In the ‘40s, Owens was based out of Bakersfield, California, a hard-scrabble oil town full of Okie transplants. They liked country music there. Owens went downt to LA to make a few records and played a lot of backup, but not much came of it. He went up to Washington state for a change of scene. and bought a piece of a radio station.
It was his job to pick music for airplay. He was a good judge of tunes, but the job bugged him. Two recordings would both appeal to him, but one would get lots of listener response while the other one died on the air. He just didn’t get it.
He worked on the problem for a while and finally figured it out: he was listening to music on high-fidelity studio speakers, but his audience was listening to the tinny AM radio speakers in their cars. Those cheap, small speakers were okay on sharp highs, but anything subtle or bass-heavy turned to mush. Music producers weren’t thinking about automobile speakers when they mixed their music.
So Owens did. He went back to recording music, and back to Bakersfield, too. But this time, he hooked a pair of tinny car radio speakers to the mixer and twiddled the tracks till the music sounded strong on them, not on the good speakers.
And Buck Owens turned out the sharpest, twangiest music you ever heard in the front seat of a ’59 Chevy Bel Air: the Bakersfield Sound.

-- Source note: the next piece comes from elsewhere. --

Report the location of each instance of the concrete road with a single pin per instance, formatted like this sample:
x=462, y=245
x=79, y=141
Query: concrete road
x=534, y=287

That sound brought Owens a string of ‘60s hits, a string of successful radio stations, a successful TV show, and his own nightclub. Because Buck Owens figured out how to work radio, in more ways than one.
He was truly Mr. Radio. Whatever else he was, honor him for that. KKUP did.
When my old band went and did our one and only recording session in an actual studio, it was pointed out to us by our producer that there were two sets of speakers – a really expensive set and a really cheapo pair. He explained that they always tried to make the music mix sound good on both sets of speakers.
Yep, Buck was one smart guy. I never really appreciated him when he was on HEE HAW. But he avoided the Nashville trap and made hit records his way with a Hollywood-based record company better-known for being the Beatles’ American record company: Capitol Records.